You are working for a toxic leader – in my experience, this is the most common situation. It is difficult and dangerous to retrofit your boss to be less toxic. My favorite saying for this situation is, “Never wrestle a pig. You get all muddy and the pig loves it.” So what can you do that will have a positive impact on the situation without risking loss of employment? Here are some ideas that may help, depending on how severe the problem is and how open minded the boss is:

1. Create a leadership growth activity in your area and invite the boss to participate. Use a “lunch and learn” format where various leaders review some great books on leadership. I would start with some of the Warren Bennis books or perhaps Jim Collins’ Good to Great.

2. Suggest that part of the performance gap is a lack of trust in higher management and get some dialog on how this could be improved. By getting the boss to verbalize a dissatisfaction with the status quo, you can gently shape the issue back to the leader’s behaviors. The idea is to build a recognition of the causal relationship between culture and performance.

3. Show some of the statistical data that is available that links higher trust to greater productivity. The Trust Across America Website is a great source of this information.

4. Bring in a speaker who specializes in improving culture for a quarterly meeting. Try to get the speaker to interface with the problem leader personally offline. If the leader can see some glimmer of hope that a different way of operating would provide the improvements he or she is seeking, then some progress can be made.

5. Suggest some leadership development training for all levels in the organization. Here it is not necessary to identify the specific leader as “the problem,” rather, discuss how improved leadership behaviors at all levels would greatly benefit the organization.

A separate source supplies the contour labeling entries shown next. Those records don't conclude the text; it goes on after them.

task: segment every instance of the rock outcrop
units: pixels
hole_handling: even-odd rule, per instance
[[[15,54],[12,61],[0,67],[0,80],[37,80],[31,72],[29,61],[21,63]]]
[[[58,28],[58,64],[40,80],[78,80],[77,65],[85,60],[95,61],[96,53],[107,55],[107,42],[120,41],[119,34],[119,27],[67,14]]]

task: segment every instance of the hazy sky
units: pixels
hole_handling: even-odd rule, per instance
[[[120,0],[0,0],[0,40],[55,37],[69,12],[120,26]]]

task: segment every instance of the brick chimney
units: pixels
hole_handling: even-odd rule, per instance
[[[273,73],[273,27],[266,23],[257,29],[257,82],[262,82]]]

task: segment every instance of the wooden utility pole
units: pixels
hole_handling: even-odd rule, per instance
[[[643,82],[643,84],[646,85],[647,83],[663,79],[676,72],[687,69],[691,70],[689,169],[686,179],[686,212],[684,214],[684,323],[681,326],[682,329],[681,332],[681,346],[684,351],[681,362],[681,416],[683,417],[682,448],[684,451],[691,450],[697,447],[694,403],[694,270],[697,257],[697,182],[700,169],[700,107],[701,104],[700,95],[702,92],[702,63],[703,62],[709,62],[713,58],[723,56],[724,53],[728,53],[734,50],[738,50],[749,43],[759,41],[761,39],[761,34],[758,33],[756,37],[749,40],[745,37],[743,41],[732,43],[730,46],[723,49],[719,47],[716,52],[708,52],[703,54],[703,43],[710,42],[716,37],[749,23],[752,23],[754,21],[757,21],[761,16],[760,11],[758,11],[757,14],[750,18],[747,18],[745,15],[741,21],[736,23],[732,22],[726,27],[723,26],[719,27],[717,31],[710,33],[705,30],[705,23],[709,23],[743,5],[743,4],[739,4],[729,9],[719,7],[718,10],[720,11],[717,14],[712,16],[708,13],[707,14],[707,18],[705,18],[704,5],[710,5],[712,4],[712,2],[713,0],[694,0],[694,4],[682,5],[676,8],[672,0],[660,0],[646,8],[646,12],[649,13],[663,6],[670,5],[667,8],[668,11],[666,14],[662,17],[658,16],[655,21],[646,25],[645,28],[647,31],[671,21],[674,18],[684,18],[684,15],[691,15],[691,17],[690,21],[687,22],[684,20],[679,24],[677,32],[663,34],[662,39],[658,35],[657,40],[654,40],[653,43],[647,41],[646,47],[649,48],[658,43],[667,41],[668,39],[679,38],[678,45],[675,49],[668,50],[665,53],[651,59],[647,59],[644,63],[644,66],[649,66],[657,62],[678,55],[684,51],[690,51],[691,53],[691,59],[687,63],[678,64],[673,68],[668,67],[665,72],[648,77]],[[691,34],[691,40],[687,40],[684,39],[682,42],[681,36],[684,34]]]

6. Reinforce any small directional baby steps in the right direction the leader inadvertently shows. Reinforcement from below can be highly effective if it is sincere. You can actually shape the behavior of your boss by frequent reminders of the things he or she is doing right.

It is a rare leader who will admit, “Our performance is far off the mark, and since I am in charge, it must be that my behaviors are preventing people from giving the organization their maximum discretionary effort.” Those senior leaders who would seriously consider this statement are the ones who can find ways to change through training and coaching. They are the ones who have the better future. Most toxic leaders will remain with their habits that sap the vital energy from people and take their organizations in exactly the opposite direction from where they want to go.

Another key reason why toxic leaders fail to see the opportunity staring them in the face is a misperception about Leadership Development. The typical comment is, “We are not into the touchy-feely stuff here. We do not dance around the maypole and sing Kum-ba-yah while toasting marshmallows by the campfire.” The problem here is that several leadership training methods in the past have used outdoor experiential training to teach the impact of good teamwork and togetherness. Senior leaders often feel too serious and dignified for that kind of frivolity, so they sit in their offices and honestly believe any remedial training needs to be directed toward the junior leaders.

To reduce the impact of a toxic leader, follow the steps outlined above, and you may be able to make a large shift in performance over time while preserving your job. You can even use this article as food for thought and pass it around the office to generate dialog on how to chart a better future for the organization.